If there’s one universally-known fact about roommates, it’s that you can only have so much control and influence over their behavior. (Kinda like cats.)
Sure, you can ask them to chip in for groceries or keep it down after midnight, but they’re ultimately going to do whatever they choose to do.
Unfortunately, that can include announcing that they’re moving out of the apartment before the lease is up.
Whether your roommate has gotten a job in another town or whether they’ve just decided they want a change of scenery, their sudden announcement puts you in a tough spot.
Here’s how to deal with the change in a way that will avoid as much drama and inconvenience as possible:
Find a Replacement
First things first: You’re about to have an empty room and one less person paying the rent, so it’s time to find a new roommate, stat. You’ve got a few options when it comes to replacing your roommate, but here are the top things to keep in mind:
Moving in with Strangers?
While the Internet is a quick-and-easy way to cast a wide net on potential roommates in your area, be careful. Anyone you find there should be thoroughly vetted, as the weirdo:to:normal-person ratio can be high.
When you place an ad online, announcing that you’re searching for a roommate, be specific both in terms of describing your place and in terms of laying out what you’re looking for in a roommate.
If your place is non-smoking, state that. If you’re a homebody and don’t want to deal with someone who’ll have friends over all the time, make it known.
The best way to avoid another roommate-replacement scenario is to make sure your new roomie will be a good fit. And the best way to ensure that upfront is by being overly-specific about your preferred lifestyle and tastes.
Don’t Overlook Facebook.
Facebook is equally quick-and-easy, but with the added benefit of knowing that anyone you find through it will already be vetted by a friend or acquaintance.

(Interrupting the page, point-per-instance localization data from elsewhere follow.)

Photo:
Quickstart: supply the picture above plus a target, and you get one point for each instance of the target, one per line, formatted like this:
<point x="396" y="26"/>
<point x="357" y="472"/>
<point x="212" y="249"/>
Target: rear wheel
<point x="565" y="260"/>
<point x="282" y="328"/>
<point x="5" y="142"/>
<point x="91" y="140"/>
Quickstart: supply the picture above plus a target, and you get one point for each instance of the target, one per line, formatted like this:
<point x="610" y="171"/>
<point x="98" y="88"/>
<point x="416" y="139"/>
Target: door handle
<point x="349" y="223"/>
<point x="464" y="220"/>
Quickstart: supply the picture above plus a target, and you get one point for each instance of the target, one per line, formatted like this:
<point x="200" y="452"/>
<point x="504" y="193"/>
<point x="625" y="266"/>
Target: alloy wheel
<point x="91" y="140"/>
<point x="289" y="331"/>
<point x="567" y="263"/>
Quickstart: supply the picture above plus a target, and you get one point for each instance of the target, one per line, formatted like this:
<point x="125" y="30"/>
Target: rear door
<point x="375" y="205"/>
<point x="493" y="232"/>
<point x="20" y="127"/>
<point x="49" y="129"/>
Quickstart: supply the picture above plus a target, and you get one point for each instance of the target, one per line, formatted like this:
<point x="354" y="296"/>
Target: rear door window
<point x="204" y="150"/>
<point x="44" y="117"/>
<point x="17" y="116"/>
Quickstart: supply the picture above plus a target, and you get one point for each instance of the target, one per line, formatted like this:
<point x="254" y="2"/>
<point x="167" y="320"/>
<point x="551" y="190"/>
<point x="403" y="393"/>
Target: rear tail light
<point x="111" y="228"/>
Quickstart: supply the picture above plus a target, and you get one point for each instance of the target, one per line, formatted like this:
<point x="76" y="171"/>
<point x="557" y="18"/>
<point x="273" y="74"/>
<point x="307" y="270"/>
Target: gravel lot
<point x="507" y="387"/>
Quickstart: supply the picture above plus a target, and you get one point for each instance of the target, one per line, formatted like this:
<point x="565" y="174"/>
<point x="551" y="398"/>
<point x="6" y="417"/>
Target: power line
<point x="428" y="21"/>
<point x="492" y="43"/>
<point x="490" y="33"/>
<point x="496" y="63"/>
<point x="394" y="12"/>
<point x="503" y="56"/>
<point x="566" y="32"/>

Put up some posts—or even send directed messages to certain people—stating that you’re looking for a roommate and asking if anyone knows of someone who might be interested. You could find some people you never would have met otherwise, and since they’re referred by someone you know, chances are they won’t be a weirdo. (Or, if they are, they’ll be the kind of weirdo you can get along with!)
Your roommate may be eager to replace herself with the first warm body to say “yes,” but you’re the one who’s going to be forced to live with this person for who-knows-how-long.
If your roommate’s moving date is fixed (i.e., she’s got a job offer to accept in another town), help her search for a replacement. This isn’t (just) benevolence on your part. You’re participating in the search in order to double your chances of landing on a good replacement in time.
If she just wants out, let her know she’s welcome to leave as soon as you’ve found a suitable replacement. You shouldn’t be stuck choosing between someone you’ll hate or paying extra rent just because your roommate’s changed her mind.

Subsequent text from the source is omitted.